Au moins j’y suis allé avec le minimum d’attente, certainement pas neutre mais avec un taux de hype négatif. Les faits : un dramaturge cérébré célébré, évidement homo, revient après douze ans dans sa famille plus modeste dont on devine rapidement les raisons de l’éloignement. Le message à passer est simple : je vais clamser. Sida ? Cancer ? On n’en sait rien, on ne connaît que l’urgence laissant une béatitude expression de détachement sur Gaspard Ulliel. Non-jeu ? Peut-être. Arrive alors après le maximum de temps possible la rencontre, une après-midi, avec la sœur, la mère, le frère et sa belle-sœur. La discussion s’engage, le brouhaha commence, les gros plans sur les visages s’enchaînent.

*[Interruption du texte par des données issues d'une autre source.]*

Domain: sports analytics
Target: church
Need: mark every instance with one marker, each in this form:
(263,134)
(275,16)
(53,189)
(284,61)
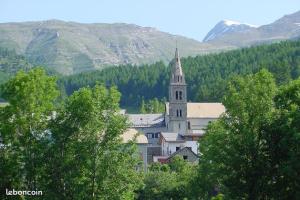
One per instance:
(180,126)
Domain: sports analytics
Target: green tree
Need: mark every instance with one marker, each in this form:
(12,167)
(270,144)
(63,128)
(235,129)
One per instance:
(23,124)
(233,149)
(88,159)
(168,181)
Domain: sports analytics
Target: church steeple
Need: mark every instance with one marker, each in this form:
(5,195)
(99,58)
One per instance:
(177,98)
(177,75)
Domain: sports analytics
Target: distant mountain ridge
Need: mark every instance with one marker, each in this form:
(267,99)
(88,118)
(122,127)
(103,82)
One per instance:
(71,47)
(225,27)
(284,28)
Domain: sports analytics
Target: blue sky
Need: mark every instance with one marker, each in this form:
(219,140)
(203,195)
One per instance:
(191,18)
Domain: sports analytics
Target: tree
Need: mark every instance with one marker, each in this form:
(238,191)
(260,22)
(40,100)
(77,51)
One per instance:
(23,123)
(88,160)
(72,151)
(234,157)
(168,181)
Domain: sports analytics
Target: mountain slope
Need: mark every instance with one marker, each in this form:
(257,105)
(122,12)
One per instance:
(287,27)
(226,27)
(71,47)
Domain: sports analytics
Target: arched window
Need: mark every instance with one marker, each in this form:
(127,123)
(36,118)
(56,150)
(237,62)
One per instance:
(180,95)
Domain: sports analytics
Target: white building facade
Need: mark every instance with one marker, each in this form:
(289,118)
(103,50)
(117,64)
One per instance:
(182,123)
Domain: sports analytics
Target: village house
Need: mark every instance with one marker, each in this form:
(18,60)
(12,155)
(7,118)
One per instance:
(180,126)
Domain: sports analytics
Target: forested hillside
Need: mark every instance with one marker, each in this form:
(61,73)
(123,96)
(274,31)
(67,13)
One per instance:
(10,63)
(206,76)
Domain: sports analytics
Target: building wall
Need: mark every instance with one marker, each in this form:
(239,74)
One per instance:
(152,133)
(168,148)
(187,155)
(199,123)
(144,155)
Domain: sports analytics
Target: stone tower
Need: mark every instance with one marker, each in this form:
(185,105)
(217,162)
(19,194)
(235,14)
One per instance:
(177,98)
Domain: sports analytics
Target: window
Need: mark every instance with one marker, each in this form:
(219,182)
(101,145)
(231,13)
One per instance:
(180,95)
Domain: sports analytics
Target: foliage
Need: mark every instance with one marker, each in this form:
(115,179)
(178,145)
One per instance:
(250,153)
(168,181)
(72,151)
(23,124)
(152,106)
(205,75)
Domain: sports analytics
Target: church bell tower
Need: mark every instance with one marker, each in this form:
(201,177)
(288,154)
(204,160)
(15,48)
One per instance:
(177,98)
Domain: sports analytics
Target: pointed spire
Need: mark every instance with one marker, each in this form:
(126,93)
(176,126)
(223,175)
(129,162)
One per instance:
(177,73)
(177,67)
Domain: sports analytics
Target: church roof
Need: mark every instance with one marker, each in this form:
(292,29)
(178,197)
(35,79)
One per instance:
(131,134)
(177,69)
(202,110)
(146,120)
(172,137)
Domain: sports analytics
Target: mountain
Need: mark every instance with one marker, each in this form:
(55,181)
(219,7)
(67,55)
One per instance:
(287,27)
(226,27)
(70,47)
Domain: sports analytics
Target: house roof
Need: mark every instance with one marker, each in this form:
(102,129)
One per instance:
(172,137)
(146,120)
(202,110)
(132,134)
(181,150)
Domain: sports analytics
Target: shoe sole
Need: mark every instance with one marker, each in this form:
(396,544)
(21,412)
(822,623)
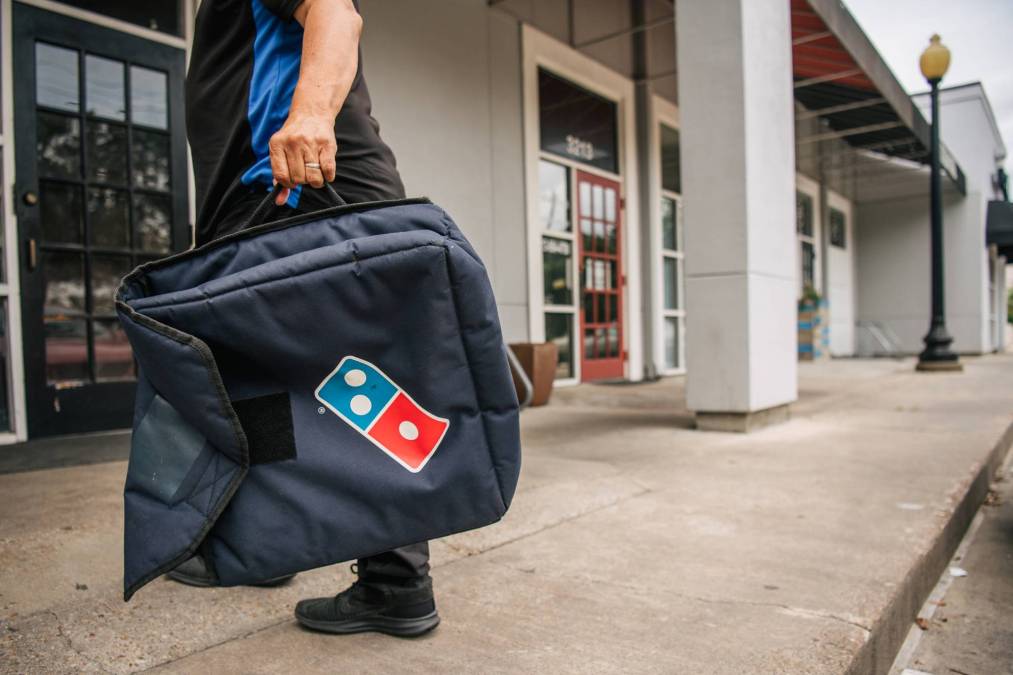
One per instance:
(204,582)
(399,627)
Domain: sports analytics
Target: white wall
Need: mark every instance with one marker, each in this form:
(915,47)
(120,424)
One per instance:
(446,84)
(738,175)
(894,275)
(841,279)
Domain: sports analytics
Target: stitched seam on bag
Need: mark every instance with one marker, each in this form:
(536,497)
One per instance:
(241,469)
(471,379)
(356,260)
(362,207)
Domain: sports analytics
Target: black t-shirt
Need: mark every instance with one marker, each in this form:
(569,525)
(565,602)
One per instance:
(243,70)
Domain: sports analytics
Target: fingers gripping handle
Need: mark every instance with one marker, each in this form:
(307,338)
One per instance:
(263,208)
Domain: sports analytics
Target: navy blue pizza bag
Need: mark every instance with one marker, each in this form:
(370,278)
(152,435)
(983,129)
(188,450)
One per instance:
(314,390)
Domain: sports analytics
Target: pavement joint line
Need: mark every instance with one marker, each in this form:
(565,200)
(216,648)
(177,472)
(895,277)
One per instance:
(704,599)
(881,648)
(442,566)
(70,643)
(928,610)
(552,526)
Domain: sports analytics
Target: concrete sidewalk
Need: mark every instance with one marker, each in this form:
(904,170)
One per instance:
(634,543)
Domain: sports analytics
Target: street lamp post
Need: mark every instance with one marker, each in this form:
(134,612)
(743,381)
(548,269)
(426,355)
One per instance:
(937,355)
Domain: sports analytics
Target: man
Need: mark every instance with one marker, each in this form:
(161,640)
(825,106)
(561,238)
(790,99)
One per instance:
(276,94)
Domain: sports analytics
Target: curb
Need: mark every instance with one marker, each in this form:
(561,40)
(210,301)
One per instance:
(890,629)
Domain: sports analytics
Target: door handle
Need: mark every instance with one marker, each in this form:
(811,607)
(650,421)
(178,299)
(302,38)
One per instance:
(32,250)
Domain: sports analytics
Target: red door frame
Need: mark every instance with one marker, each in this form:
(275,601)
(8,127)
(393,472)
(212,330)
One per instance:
(600,357)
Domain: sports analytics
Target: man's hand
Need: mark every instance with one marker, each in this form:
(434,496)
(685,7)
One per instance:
(303,150)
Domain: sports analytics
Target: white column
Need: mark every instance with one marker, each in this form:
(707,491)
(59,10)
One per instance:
(738,175)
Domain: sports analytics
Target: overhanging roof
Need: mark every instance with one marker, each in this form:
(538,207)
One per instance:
(841,78)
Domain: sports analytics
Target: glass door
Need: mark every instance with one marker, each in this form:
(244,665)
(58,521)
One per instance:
(599,215)
(101,188)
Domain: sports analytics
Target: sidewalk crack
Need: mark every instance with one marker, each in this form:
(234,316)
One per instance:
(70,643)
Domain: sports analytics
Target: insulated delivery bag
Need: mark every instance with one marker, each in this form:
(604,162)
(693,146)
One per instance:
(313,390)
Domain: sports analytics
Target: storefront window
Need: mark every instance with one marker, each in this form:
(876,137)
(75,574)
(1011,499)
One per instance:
(672,352)
(670,239)
(673,315)
(576,124)
(553,197)
(161,15)
(556,266)
(803,214)
(671,283)
(806,239)
(559,329)
(838,228)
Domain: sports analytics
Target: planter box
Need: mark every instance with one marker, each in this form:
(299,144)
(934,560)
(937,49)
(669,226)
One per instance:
(539,362)
(813,330)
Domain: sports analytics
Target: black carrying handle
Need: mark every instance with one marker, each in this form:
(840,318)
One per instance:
(261,210)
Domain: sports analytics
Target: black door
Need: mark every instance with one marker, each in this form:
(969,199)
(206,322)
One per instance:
(100,186)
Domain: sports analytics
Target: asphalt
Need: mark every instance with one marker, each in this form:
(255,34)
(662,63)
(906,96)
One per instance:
(966,627)
(634,543)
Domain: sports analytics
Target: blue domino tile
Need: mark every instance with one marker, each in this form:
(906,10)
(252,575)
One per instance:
(358,391)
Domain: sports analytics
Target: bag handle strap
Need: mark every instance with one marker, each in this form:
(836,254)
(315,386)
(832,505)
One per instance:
(261,210)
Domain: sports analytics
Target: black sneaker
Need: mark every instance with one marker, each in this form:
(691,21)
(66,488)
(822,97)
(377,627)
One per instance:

Je m’attendais à deux choses ici, le choc du texte de Jean-Luc Lagarde et une autoparodie du style Dolanien prophétisée par à peu près toutes les critiques lues en amont. Soit on n’a pas vu le même film, soit j’ai des fils qui se touchent, mais j’ai eu le sentiment exactement inverse. Comprenons-nous, on est devant un groupe d’individus dysfonctionnels au possible, au statut de cas d’école de Palo Alto (l’école de Palo Alto étant une série de recherches et d’articles étudiant les dissonances entre la pensée et la parole, ce que l’on veut exprimer et ce que l’on finit par réellement dire, son impact sur le théâtre a commencé avec « De l’influence des rayons gamma sur la pousse des marguerites » et a continué avec à peu près tous les huis clos présentant une famille déchirée). Ça jacasse beaucoup pour mieux tourner en rond. Enervant. Douloureux dans les propos mais énervant. C’est un film sur l’échec de la communication verbale, ce qui tombe très bien car c’est un film, donc une communication par l’image.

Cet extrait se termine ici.